Comment aborder le mois de mai sans parler de la Tourterelle de bois, espèce star du site ! Celle-ci nous a réservé un passage global moyen, avec un effectif saisonnier de 6 092 individus migrateurs. Le pic journalier fut atteint le 9 mai avec 1 255 individus comptabilisés, des groupes sillonnant la sphère créaient une ambiance fantastique sur la dune. Nous avons pu assister à un joli regain d’oiseaux le 21 mai, plutôt inattendu au vu du fort vent d'ouest ce jour-là, elles furent au nombre de 774. Cette saison se place donc dans une moyenne haute sur la dernière décennie pour l’espèce, qui, rappelons-le, migre préférentiellement la nuit et effectue des « débordements diurnes ».

Le Loriot d’Europe n’était pas en reste cette saison ! En effet, quelques 521 individus font de cette saison la deuxième meilleure de la Pointe de Grave. Le record journalier a lui aussi été battu grâce à ce joli défilé de 163 oiseaux le 9 mai !

Elles aussi très attendues ici, même si l’effectif n’est jamais très élevé, les bondrées apivores nous ont offert une belle journée le 10 Mai, avec 202 individus en migration.
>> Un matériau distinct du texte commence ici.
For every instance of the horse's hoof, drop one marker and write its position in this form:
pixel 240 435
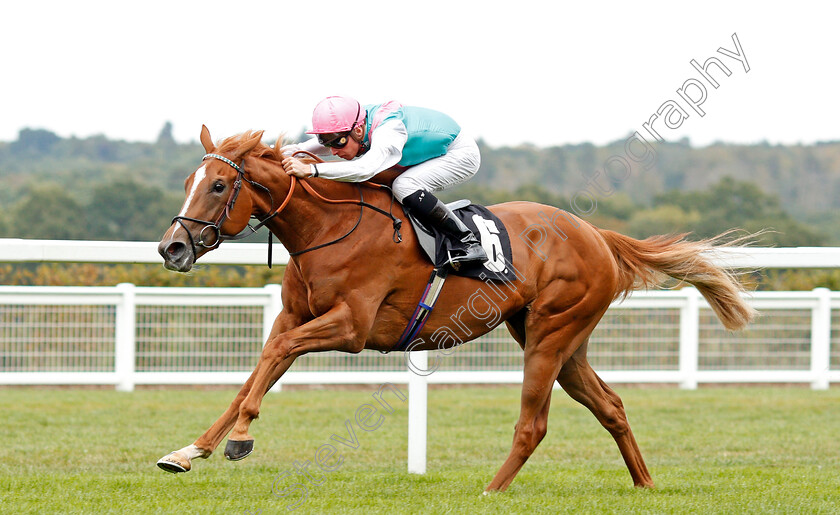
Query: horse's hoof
pixel 174 462
pixel 236 450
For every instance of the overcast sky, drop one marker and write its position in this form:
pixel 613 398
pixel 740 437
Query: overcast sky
pixel 546 72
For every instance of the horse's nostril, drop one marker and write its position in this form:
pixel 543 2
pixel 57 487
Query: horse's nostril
pixel 175 249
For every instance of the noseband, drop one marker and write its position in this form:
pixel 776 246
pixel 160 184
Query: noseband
pixel 216 226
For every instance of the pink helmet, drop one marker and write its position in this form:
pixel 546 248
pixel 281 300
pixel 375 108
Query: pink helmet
pixel 336 114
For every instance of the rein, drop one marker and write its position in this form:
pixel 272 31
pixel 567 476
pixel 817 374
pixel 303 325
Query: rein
pixel 215 226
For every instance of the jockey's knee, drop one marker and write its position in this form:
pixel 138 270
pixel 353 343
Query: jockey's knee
pixel 404 186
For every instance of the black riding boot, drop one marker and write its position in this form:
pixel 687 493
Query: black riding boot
pixel 432 211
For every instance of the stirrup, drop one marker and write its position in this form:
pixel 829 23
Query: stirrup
pixel 455 261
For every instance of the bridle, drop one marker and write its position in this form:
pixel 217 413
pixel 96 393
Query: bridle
pixel 216 226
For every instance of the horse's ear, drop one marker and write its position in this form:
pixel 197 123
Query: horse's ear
pixel 248 145
pixel 206 140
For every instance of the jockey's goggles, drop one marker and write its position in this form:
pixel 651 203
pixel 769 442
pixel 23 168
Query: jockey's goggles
pixel 334 140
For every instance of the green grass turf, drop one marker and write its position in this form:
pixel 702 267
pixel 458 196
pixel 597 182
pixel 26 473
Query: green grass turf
pixel 714 450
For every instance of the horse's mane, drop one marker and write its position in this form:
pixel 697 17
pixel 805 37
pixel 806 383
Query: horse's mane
pixel 232 143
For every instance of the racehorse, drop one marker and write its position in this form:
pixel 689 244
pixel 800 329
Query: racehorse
pixel 350 285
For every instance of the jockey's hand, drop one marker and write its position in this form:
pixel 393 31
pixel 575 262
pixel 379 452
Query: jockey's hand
pixel 295 167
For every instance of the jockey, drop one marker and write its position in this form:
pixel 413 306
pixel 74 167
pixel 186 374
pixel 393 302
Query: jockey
pixel 428 143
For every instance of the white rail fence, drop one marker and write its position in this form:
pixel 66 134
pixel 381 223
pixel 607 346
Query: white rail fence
pixel 127 335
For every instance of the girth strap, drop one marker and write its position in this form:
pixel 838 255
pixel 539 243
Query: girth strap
pixel 423 310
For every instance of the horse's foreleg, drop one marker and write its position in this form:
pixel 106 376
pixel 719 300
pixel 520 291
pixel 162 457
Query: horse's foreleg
pixel 335 330
pixel 203 447
pixel 582 384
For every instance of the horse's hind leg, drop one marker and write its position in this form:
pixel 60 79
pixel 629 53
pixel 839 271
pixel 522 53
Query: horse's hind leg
pixel 583 385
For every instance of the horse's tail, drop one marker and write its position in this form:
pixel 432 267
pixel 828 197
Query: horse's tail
pixel 683 260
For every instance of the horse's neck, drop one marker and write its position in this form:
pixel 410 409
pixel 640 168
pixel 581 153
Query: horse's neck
pixel 305 219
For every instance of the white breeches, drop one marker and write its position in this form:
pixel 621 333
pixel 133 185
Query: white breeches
pixel 460 163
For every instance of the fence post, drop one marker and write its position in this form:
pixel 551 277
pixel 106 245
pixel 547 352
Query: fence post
pixel 271 309
pixel 124 345
pixel 821 339
pixel 417 413
pixel 689 338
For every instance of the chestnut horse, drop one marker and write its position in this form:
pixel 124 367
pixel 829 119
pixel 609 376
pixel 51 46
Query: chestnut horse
pixel 360 292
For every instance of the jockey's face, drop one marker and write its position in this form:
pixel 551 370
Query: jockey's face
pixel 351 149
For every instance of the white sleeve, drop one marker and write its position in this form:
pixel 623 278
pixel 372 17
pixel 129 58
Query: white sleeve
pixel 385 151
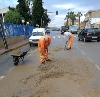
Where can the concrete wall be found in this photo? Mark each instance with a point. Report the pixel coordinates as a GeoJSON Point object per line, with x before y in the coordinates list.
{"type": "Point", "coordinates": [11, 40]}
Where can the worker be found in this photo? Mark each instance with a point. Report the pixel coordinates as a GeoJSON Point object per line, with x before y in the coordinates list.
{"type": "Point", "coordinates": [43, 44]}
{"type": "Point", "coordinates": [70, 37]}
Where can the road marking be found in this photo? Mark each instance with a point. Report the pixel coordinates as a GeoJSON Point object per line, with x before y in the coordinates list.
{"type": "Point", "coordinates": [2, 77]}
{"type": "Point", "coordinates": [90, 59]}
{"type": "Point", "coordinates": [83, 53]}
{"type": "Point", "coordinates": [54, 37]}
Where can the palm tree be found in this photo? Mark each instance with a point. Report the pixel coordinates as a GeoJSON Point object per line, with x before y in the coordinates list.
{"type": "Point", "coordinates": [79, 15]}
{"type": "Point", "coordinates": [72, 16]}
{"type": "Point", "coordinates": [67, 17]}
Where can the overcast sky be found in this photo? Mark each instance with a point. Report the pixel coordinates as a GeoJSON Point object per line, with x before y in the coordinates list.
{"type": "Point", "coordinates": [62, 6]}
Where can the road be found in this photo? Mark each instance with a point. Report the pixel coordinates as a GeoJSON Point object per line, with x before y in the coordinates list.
{"type": "Point", "coordinates": [72, 73]}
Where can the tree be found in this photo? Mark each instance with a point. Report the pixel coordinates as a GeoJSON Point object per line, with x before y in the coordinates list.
{"type": "Point", "coordinates": [37, 12]}
{"type": "Point", "coordinates": [67, 17]}
{"type": "Point", "coordinates": [23, 9]}
{"type": "Point", "coordinates": [45, 18]}
{"type": "Point", "coordinates": [72, 16]}
{"type": "Point", "coordinates": [79, 15]}
{"type": "Point", "coordinates": [13, 17]}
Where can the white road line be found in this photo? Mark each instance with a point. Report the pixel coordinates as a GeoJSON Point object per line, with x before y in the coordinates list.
{"type": "Point", "coordinates": [2, 77]}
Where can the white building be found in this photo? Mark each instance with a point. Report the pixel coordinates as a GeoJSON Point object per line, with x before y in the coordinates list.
{"type": "Point", "coordinates": [3, 12]}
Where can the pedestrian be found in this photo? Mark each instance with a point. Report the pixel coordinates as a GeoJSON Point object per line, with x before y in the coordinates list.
{"type": "Point", "coordinates": [70, 37]}
{"type": "Point", "coordinates": [43, 44]}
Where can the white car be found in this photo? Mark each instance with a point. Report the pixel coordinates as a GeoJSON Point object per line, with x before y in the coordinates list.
{"type": "Point", "coordinates": [36, 35]}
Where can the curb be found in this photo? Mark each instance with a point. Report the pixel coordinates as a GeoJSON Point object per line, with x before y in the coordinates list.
{"type": "Point", "coordinates": [13, 48]}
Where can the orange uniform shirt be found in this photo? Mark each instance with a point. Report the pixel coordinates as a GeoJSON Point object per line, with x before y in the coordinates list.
{"type": "Point", "coordinates": [43, 43]}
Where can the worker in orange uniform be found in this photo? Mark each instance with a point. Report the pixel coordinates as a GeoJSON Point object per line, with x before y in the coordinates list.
{"type": "Point", "coordinates": [70, 37]}
{"type": "Point", "coordinates": [43, 44]}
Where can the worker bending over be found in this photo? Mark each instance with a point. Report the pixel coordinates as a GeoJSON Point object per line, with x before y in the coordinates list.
{"type": "Point", "coordinates": [70, 37]}
{"type": "Point", "coordinates": [43, 44]}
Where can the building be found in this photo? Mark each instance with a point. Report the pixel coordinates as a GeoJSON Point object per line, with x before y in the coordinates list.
{"type": "Point", "coordinates": [3, 12]}
{"type": "Point", "coordinates": [76, 22]}
{"type": "Point", "coordinates": [91, 18]}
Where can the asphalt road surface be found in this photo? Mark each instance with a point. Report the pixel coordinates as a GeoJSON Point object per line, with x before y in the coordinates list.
{"type": "Point", "coordinates": [72, 73]}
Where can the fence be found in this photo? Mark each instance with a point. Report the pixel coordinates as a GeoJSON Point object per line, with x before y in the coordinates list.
{"type": "Point", "coordinates": [13, 30]}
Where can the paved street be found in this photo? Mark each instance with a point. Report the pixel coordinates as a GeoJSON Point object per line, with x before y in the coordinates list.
{"type": "Point", "coordinates": [76, 71]}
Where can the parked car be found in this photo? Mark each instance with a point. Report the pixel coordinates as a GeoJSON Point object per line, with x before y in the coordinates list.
{"type": "Point", "coordinates": [47, 31]}
{"type": "Point", "coordinates": [55, 29]}
{"type": "Point", "coordinates": [89, 34]}
{"type": "Point", "coordinates": [36, 35]}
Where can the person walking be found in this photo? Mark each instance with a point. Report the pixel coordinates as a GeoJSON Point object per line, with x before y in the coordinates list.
{"type": "Point", "coordinates": [70, 37]}
{"type": "Point", "coordinates": [43, 44]}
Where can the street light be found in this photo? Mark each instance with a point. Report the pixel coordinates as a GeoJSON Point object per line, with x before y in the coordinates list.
{"type": "Point", "coordinates": [23, 21]}
{"type": "Point", "coordinates": [28, 28]}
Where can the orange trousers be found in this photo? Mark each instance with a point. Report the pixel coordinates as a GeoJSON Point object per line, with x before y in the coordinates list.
{"type": "Point", "coordinates": [70, 41]}
{"type": "Point", "coordinates": [42, 57]}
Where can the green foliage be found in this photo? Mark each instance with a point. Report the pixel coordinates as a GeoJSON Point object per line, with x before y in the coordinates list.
{"type": "Point", "coordinates": [13, 17]}
{"type": "Point", "coordinates": [37, 12]}
{"type": "Point", "coordinates": [45, 18]}
{"type": "Point", "coordinates": [79, 15]}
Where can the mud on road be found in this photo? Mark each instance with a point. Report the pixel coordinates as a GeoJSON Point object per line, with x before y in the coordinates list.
{"type": "Point", "coordinates": [63, 77]}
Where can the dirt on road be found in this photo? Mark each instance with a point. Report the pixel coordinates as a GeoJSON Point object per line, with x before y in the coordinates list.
{"type": "Point", "coordinates": [63, 77]}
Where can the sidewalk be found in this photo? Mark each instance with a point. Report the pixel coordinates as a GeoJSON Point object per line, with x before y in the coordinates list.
{"type": "Point", "coordinates": [13, 46]}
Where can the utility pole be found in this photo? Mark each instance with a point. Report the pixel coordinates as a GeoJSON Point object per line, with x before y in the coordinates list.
{"type": "Point", "coordinates": [3, 34]}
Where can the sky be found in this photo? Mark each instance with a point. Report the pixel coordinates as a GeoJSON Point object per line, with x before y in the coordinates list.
{"type": "Point", "coordinates": [62, 6]}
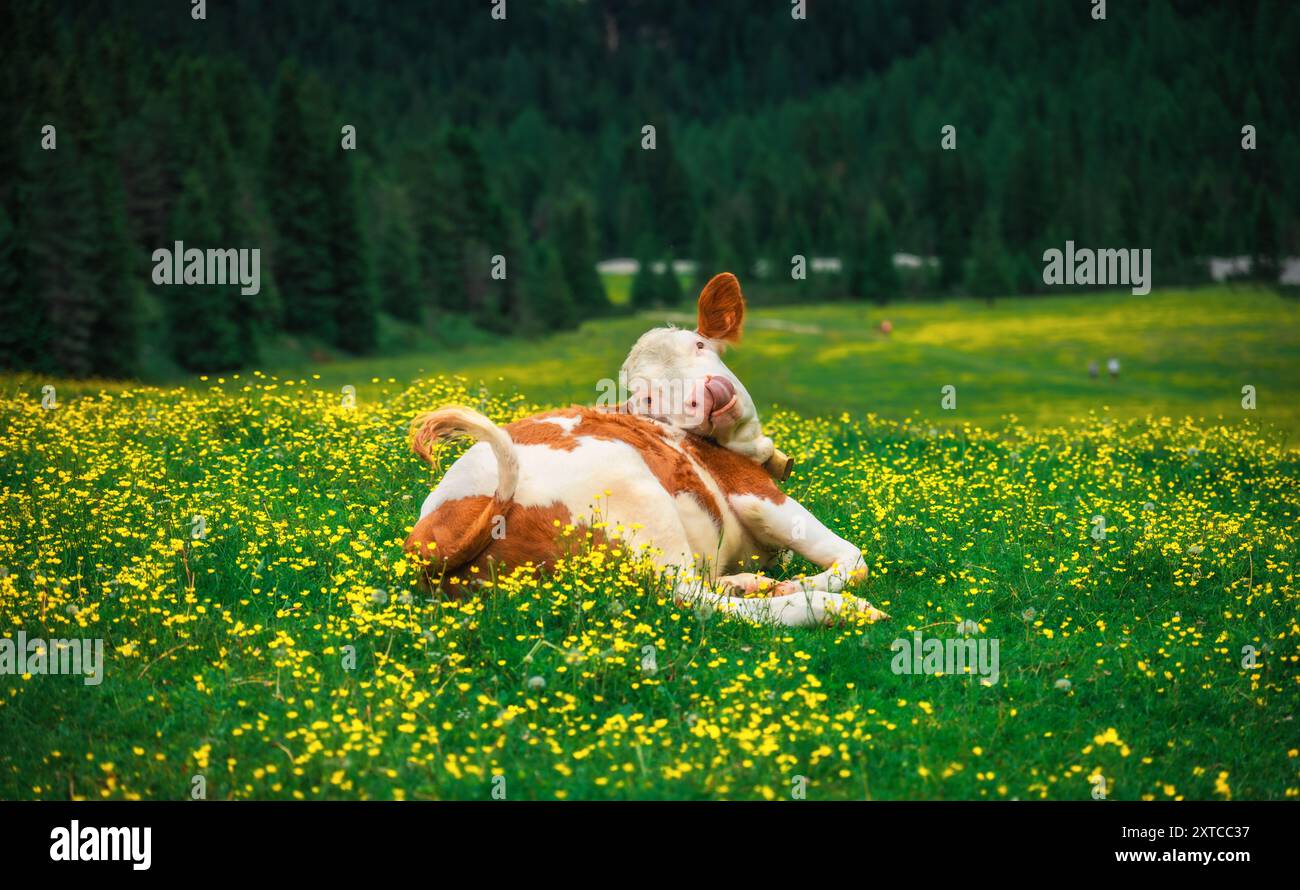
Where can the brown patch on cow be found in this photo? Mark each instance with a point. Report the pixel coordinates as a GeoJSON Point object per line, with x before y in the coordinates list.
{"type": "Point", "coordinates": [733, 474]}
{"type": "Point", "coordinates": [670, 465]}
{"type": "Point", "coordinates": [532, 535]}
{"type": "Point", "coordinates": [537, 430]}
{"type": "Point", "coordinates": [722, 308]}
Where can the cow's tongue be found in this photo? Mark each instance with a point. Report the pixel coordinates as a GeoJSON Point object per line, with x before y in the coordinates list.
{"type": "Point", "coordinates": [723, 395]}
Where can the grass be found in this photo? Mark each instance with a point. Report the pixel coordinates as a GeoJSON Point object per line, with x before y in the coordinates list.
{"type": "Point", "coordinates": [1183, 354]}
{"type": "Point", "coordinates": [1119, 658]}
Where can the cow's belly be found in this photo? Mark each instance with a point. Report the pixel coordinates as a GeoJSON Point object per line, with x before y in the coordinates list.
{"type": "Point", "coordinates": [607, 485]}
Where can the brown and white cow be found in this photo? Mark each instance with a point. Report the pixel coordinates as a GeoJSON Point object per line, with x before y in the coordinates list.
{"type": "Point", "coordinates": [700, 508]}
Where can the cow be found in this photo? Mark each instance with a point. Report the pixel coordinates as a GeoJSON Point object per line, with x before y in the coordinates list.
{"type": "Point", "coordinates": [641, 477]}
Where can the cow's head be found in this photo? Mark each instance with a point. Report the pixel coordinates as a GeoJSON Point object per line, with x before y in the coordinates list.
{"type": "Point", "coordinates": [679, 376]}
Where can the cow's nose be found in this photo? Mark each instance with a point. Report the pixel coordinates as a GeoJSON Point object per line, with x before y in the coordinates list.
{"type": "Point", "coordinates": [723, 396]}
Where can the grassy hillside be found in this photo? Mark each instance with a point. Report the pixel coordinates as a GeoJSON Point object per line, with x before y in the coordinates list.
{"type": "Point", "coordinates": [1182, 354]}
{"type": "Point", "coordinates": [281, 650]}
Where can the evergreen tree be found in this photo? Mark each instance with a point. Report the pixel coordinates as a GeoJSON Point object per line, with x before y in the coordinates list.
{"type": "Point", "coordinates": [988, 273]}
{"type": "Point", "coordinates": [355, 322]}
{"type": "Point", "coordinates": [297, 176]}
{"type": "Point", "coordinates": [645, 285]}
{"type": "Point", "coordinates": [576, 241]}
{"type": "Point", "coordinates": [870, 265]}
{"type": "Point", "coordinates": [399, 261]}
{"type": "Point", "coordinates": [551, 298]}
{"type": "Point", "coordinates": [668, 285]}
{"type": "Point", "coordinates": [203, 321]}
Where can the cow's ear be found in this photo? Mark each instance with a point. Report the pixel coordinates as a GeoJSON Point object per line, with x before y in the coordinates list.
{"type": "Point", "coordinates": [722, 308]}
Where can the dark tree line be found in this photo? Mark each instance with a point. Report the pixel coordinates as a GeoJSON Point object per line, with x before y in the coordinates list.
{"type": "Point", "coordinates": [497, 161]}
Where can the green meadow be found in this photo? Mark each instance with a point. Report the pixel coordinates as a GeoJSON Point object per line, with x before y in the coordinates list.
{"type": "Point", "coordinates": [285, 650]}
{"type": "Point", "coordinates": [1182, 354]}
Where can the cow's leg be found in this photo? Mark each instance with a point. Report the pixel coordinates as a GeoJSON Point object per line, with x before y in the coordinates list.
{"type": "Point", "coordinates": [804, 608]}
{"type": "Point", "coordinates": [789, 525]}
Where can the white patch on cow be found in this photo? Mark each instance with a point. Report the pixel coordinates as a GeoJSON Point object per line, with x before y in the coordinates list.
{"type": "Point", "coordinates": [473, 473]}
{"type": "Point", "coordinates": [566, 424]}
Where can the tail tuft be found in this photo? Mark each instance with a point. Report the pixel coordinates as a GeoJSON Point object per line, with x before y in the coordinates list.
{"type": "Point", "coordinates": [455, 421]}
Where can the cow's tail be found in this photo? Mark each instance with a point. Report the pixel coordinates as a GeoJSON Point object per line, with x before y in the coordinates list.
{"type": "Point", "coordinates": [460, 421]}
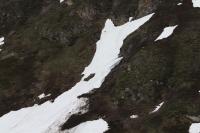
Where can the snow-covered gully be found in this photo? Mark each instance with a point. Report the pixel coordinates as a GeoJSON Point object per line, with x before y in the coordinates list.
{"type": "Point", "coordinates": [48, 117]}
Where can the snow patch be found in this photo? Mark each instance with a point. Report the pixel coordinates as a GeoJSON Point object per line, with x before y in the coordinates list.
{"type": "Point", "coordinates": [49, 116]}
{"type": "Point", "coordinates": [180, 4]}
{"type": "Point", "coordinates": [96, 126]}
{"type": "Point", "coordinates": [134, 116]}
{"type": "Point", "coordinates": [168, 31]}
{"type": "Point", "coordinates": [157, 108]}
{"type": "Point", "coordinates": [196, 3]}
{"type": "Point", "coordinates": [195, 128]}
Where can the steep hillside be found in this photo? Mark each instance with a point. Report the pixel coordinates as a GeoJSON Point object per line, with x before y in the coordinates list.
{"type": "Point", "coordinates": [130, 81]}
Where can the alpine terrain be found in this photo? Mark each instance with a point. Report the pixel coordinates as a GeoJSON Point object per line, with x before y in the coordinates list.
{"type": "Point", "coordinates": [100, 66]}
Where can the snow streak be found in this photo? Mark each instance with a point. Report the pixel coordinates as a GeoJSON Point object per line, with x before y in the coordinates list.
{"type": "Point", "coordinates": [48, 117]}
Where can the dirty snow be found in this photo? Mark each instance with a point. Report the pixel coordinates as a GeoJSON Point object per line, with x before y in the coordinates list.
{"type": "Point", "coordinates": [195, 128]}
{"type": "Point", "coordinates": [1, 40]}
{"type": "Point", "coordinates": [157, 108]}
{"type": "Point", "coordinates": [196, 3]}
{"type": "Point", "coordinates": [134, 116]}
{"type": "Point", "coordinates": [48, 117]}
{"type": "Point", "coordinates": [96, 126]}
{"type": "Point", "coordinates": [43, 95]}
{"type": "Point", "coordinates": [168, 31]}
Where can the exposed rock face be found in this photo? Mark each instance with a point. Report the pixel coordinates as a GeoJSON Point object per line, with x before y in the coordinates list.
{"type": "Point", "coordinates": [48, 44]}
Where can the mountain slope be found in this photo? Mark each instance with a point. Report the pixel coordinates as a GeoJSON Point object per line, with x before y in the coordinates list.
{"type": "Point", "coordinates": [48, 50]}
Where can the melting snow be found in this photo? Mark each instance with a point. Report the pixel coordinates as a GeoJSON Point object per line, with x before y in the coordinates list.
{"type": "Point", "coordinates": [134, 116]}
{"type": "Point", "coordinates": [43, 96]}
{"type": "Point", "coordinates": [196, 3]}
{"type": "Point", "coordinates": [180, 4]}
{"type": "Point", "coordinates": [1, 40]}
{"type": "Point", "coordinates": [157, 108]}
{"type": "Point", "coordinates": [195, 128]}
{"type": "Point", "coordinates": [48, 117]}
{"type": "Point", "coordinates": [166, 32]}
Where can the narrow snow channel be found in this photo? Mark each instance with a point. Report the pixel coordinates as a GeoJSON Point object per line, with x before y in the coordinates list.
{"type": "Point", "coordinates": [1, 40]}
{"type": "Point", "coordinates": [48, 117]}
{"type": "Point", "coordinates": [168, 31]}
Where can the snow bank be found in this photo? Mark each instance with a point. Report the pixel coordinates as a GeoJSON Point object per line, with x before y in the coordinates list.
{"type": "Point", "coordinates": [196, 3]}
{"type": "Point", "coordinates": [48, 117]}
{"type": "Point", "coordinates": [195, 128]}
{"type": "Point", "coordinates": [168, 31]}
{"type": "Point", "coordinates": [41, 96]}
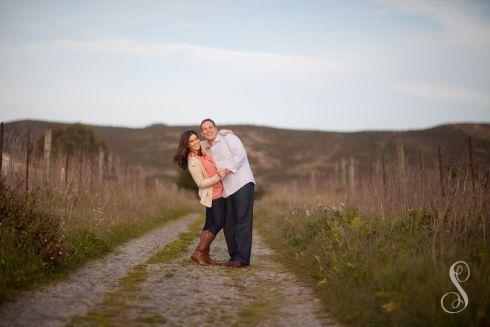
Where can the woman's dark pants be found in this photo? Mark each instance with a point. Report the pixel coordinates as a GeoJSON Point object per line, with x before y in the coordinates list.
{"type": "Point", "coordinates": [215, 216]}
{"type": "Point", "coordinates": [238, 224]}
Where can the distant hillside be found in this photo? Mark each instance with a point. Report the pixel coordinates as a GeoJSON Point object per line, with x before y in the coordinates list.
{"type": "Point", "coordinates": [279, 155]}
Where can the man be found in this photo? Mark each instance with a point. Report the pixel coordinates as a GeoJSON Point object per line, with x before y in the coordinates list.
{"type": "Point", "coordinates": [231, 160]}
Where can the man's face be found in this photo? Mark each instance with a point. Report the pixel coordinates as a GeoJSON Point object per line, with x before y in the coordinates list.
{"type": "Point", "coordinates": [209, 131]}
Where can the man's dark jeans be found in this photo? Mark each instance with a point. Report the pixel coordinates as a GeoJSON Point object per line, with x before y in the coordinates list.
{"type": "Point", "coordinates": [238, 223]}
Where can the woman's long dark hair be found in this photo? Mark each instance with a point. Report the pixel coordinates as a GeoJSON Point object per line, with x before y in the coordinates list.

Celles-ci nous ont laissé apprécier une grande diversité de plumages ! Au total, 262 individus ont été observés en migration, ce qui est plutôt élevé pour le site.

De plus en plus nombreuses en France, les spatules blanches ont ravi les observateurs tout au long de la saison, nous offrant par ailleurs un nouveau record saisonnier. En effet, 4 665 individus ont traversé l’estuaire en migration active. Même si ce chiffre est bien au-delà du précédent record (3 929 individus comptés En 2021), il est fort probable qu’il soit dépassé lors d’une saison prochaine, l’espèce s’inscrivant dans une très bonne dynamique ces derniers temps en Europe.

Comme un air de Méditerranée à la pointe, l’ibis falcinelle continue sa progression vers le nord. Cette année, 61 individus ont migré, surpassant le précédent record de 38 en 2018.

Une saison apporte toujours son lot de raretés, créant de beaux moments d’enthousiasme. Les observateurs présents le 16 avril ont eu la chance d’admirer une corneille mantelée (2ème mention pour le site). Deux mâles de harles bièvres sont passés relativement près du site de migration, sur une mer d’huile. L'espèce n’étant pas fréquente en hivernage sur la côte atlantique, il est toujours plaisant de les apercevoir ici. Alors qu’un plongeon imbrin est passé tout proche à la première minute de suivi du 15 avril ; une sterne arctique nous a également gratifiés de son vol élégant. Ayant probablement dormi sur un reposoir plus haut dans l’estuaire, elle a surgit au petit matin du 26 avril juste derrière les observateurs !

Encore une fois nous tenions à remercier l’ensemble des personnes qui sont passées sur le site, ramenant sourires et bonne humeur, pour une heure ou plusieurs jours, habitués de longue date ou néophytes ! Malgré une saison faible en termes de chiffre, nous avons eu grand plaisir à observer tous ces oiseaux avec vous. Nous espérons que les uns comme les autres continueront à arpenter les sites de migration et les cieux, dans un sens ou dans l’autre !

A bientôt sur un site de migration !

 - Justine, Sati et Pierre, chargés d'étude migration de cette saison de migration 2024 à la Pointe de Grave.